A library for debugging/inspecting machine learning classifiers and explaining their predictions
http://eli5.readthedocs.io
MIT License
2.75k stars 331 forks source link

sklearn transform_feature_names with ColumnTransformer of Pipelines #382

Open bmreiniger opened 4 years ago

bmreiniger commented 4 years ago

From https://stackoverflow.com/q/60949339/10495893

If an sklearn ColumnTransformer has a Pipeline as one of its transformers, then transform_feature_names fails.

I outlined one possible solution in an answer to the SO post. I'm not too happy with it since it basically copies and edits ColumnTransformer.get_feature_names and makes that the dispatch for transform_feature_names.

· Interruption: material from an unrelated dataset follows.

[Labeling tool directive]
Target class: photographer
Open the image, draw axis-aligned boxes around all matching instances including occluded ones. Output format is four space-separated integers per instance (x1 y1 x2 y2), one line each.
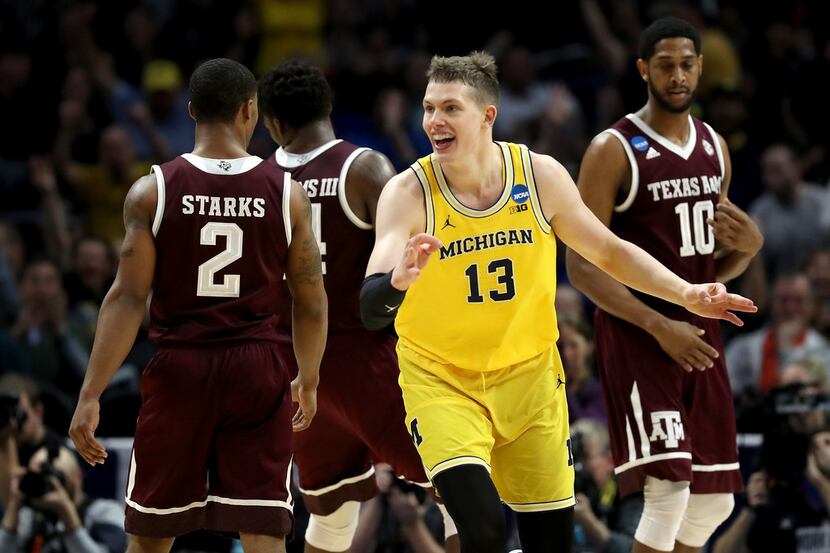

I'm also not sure how to deal with conflicting in_names and _df_columns. An alternative, or suggested modifications?

jnothman commented 4 years ago

I'd give preference to _df_columns when available and in_names is None. Your solution is reasonable, though it uses a lot of private sklearn API. In Scikit-learn 0.23 you can use the n_featuresin attribute instead of the private equivalent, but the other private attributes there don't really have public equivalents.

I think it would be a good idea to contribute something like this to eli5... though we are working, very slowly, on trying to fix these limitations in Scikit-learn. It turns out to be a hard problem to solve.